When only the direct health care costs are included, all treatments but venlafaxine and escitalopram are dominated. Escitalopram is associated with marginally higher costs (€14) and better outcomes (0.004 QALYs) compared with venlafaxine yielding a cost per QALY of €3,732 (Table 5). Alternative scenarios such as using efficacy data from all study durations or varying the probabilities of relapse or suicide rates did not alter the results of the analysis. Results are available from the authors on request.

thumbnail

Table 5. Results cost-effectiveness analysis with health-care perspective.

doi:10.1371/journal.pone.0042003.t005

Probabilistic Analysis

The cost-effectiveness acceptability curves are presented in Figure 4. For every value of willingness to pay, or threshold value for cost-effectiveness, there is a high probability that escitalopram is cost-effective.

thumbnail

Figure 4. Cost-effectiveness acceptability curves.

Note: All treatments except escitalopram, mirtazapine, venlafaxine and duloxetine have a low probability of being cost effective at all willingness-to-pay values of a health outcome, hence the curves for these treatments virtually lie on the abscissa.

doi:10.1371/journal.pone.0042003.g004

Discussion

Our network meta-analysis supports the conclusion from previous reviews that, in certain populations, the newest antidepressants have a somewhat better efficacy than the generically available SSRIs. In our decision-analytic model we found that using escitalopram instead of other antidepressants was associated with a reduction in time spent in depression, leading to marginally more QALYs at no additional cost.

As noted in Table 4, there are large amounts of uncertainty in the total costs and QALYs for each investigated treatment and the differences in effect between some of the investigated treatments are rather small. Still, the probability that escitalopram is cost-effective is approximately 70% at a wide range of willingness-to-pay thresholds (Figure 4). A key finding of the present study is that the relatively small differences in remission rates between therapies may have relatively large implications for differences in costs, in particular from a societal perspective, whereas the corresponding differences in QALYs are rather small.
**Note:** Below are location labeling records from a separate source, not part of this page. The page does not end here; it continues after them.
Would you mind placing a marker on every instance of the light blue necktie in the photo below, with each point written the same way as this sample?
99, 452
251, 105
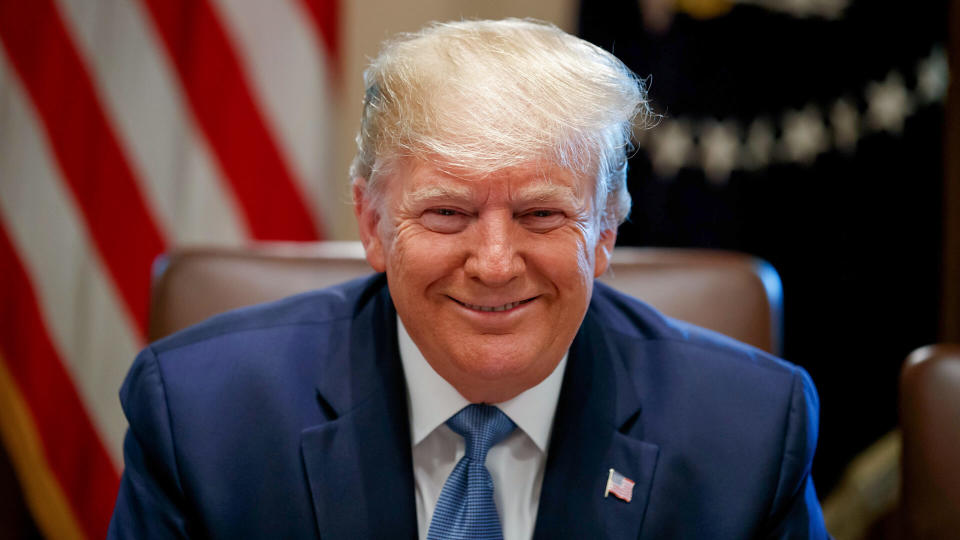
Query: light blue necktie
465, 510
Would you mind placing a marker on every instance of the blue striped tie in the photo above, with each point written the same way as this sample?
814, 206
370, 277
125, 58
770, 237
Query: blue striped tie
465, 510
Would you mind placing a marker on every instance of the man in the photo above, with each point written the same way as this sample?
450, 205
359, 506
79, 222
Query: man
485, 385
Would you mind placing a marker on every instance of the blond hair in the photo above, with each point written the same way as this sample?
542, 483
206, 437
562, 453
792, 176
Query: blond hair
483, 96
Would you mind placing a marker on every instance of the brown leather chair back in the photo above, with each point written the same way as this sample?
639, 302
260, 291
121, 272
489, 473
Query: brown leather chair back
731, 293
930, 423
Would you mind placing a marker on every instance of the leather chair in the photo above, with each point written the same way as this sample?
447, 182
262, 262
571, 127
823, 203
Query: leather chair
731, 293
930, 423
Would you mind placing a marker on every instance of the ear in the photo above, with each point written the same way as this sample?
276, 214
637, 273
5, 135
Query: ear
368, 221
604, 251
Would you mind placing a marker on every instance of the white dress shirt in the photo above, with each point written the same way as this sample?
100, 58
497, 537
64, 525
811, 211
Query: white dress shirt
516, 464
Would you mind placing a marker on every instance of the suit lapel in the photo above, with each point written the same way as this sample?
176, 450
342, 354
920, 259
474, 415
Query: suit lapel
597, 427
358, 464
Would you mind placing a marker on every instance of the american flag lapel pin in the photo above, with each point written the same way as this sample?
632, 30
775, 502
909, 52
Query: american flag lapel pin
619, 485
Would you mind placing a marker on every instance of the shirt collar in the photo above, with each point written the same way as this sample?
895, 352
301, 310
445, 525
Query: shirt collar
432, 400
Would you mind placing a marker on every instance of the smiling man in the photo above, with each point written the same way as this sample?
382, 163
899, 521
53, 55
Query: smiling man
481, 385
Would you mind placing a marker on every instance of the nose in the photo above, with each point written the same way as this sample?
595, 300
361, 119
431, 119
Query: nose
494, 259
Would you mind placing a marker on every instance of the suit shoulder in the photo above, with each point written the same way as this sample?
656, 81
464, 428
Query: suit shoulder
635, 321
312, 308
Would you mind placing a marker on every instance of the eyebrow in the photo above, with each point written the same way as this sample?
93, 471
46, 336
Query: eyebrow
545, 192
432, 193
541, 192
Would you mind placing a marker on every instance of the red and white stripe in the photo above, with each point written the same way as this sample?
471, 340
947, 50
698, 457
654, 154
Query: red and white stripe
127, 127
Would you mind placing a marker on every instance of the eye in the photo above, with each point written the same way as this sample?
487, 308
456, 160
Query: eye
444, 220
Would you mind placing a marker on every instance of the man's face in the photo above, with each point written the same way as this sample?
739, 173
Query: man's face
491, 276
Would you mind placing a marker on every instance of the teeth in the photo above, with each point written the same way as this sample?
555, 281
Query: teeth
493, 308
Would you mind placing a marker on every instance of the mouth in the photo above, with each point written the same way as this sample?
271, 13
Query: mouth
503, 307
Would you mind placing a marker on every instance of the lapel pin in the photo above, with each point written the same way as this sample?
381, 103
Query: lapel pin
619, 485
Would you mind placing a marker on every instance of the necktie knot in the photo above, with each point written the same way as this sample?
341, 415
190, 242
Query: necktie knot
465, 509
481, 427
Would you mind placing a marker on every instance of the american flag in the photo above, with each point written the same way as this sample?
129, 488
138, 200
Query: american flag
128, 127
619, 485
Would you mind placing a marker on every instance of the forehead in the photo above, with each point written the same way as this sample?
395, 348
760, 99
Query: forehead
421, 181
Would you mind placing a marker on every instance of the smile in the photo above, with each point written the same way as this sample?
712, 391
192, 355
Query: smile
504, 307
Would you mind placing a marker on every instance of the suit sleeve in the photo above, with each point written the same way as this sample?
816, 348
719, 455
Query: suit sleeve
150, 503
796, 512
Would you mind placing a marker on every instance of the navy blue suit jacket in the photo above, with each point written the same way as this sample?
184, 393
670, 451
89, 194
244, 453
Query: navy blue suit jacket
289, 420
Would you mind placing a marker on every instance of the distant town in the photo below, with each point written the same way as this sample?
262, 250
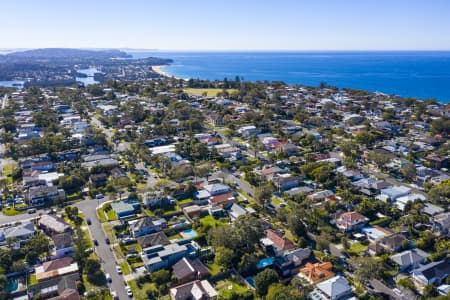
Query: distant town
145, 186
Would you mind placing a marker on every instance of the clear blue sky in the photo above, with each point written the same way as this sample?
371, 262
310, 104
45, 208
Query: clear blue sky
227, 24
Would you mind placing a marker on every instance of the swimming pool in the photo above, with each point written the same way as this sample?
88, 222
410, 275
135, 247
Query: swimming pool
188, 234
264, 263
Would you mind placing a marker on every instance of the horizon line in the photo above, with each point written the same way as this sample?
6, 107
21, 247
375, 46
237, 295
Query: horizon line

Remission of symptoms is nowadays seen as a better outcome to study than response (defined e.g. as a 50% decrease on a rating scale). However, our analysis is generally in strong agreement with a previous study using response as outcome [8]. This lends some support to the fact that the choice of endpoint to measure efficacy may not be crucial. However, the present study which explicitly attempted to estimate costs and quality of life implications of remission indicates that escitalopram is cost-effective. This conclusion is different from the tentative conclusion that sertraline is the most cost-effective alternative reported in a previous study [8].

An interesting observation was that the odds ratio for escitalopram against citalopram is lower in the MTC compared with pooling the head to head studies, which were all sponsored by the manufacturer of these drugs. We note that in several cases, the odds ratios from pooling direct comparative studies differ from those reported in the multiple treatment comparison. This is not surprising as the latter includes a larger body of evidence, but the underlying reasons for the differences could be worthy of further investigation as this may partly reflect a “wish-effect” (or sponsor bias) in the trials. This potential bias is reduced in the multiple treatment comparison where the drugs also appear as non-sponsored comparators.

Our study has some important strengths. First, it provides a thorough investigation regarding probabilities of remission in major depression. The large number of studies included in the systematic review provides a solid evidence base for the meta-analysis, and by using Bayesian multiple treatment comparison techniques all available evidence is efficiently utilised in the evidence synthesis. Second, against the background of little previous research evaluating the cost-effectiveness of all relevant antidepressants simultaneously in a primary care setting, we provide a framework for their evaluation. The study provides a first attempt to estimate health outcomes and cost consequences of achieving remission and as such also supports health-care decision makers in their need to include cost-effectiveness considerations systematically when deciding how to best allocate scarce health-care resources in the treatment of major depressive disorder.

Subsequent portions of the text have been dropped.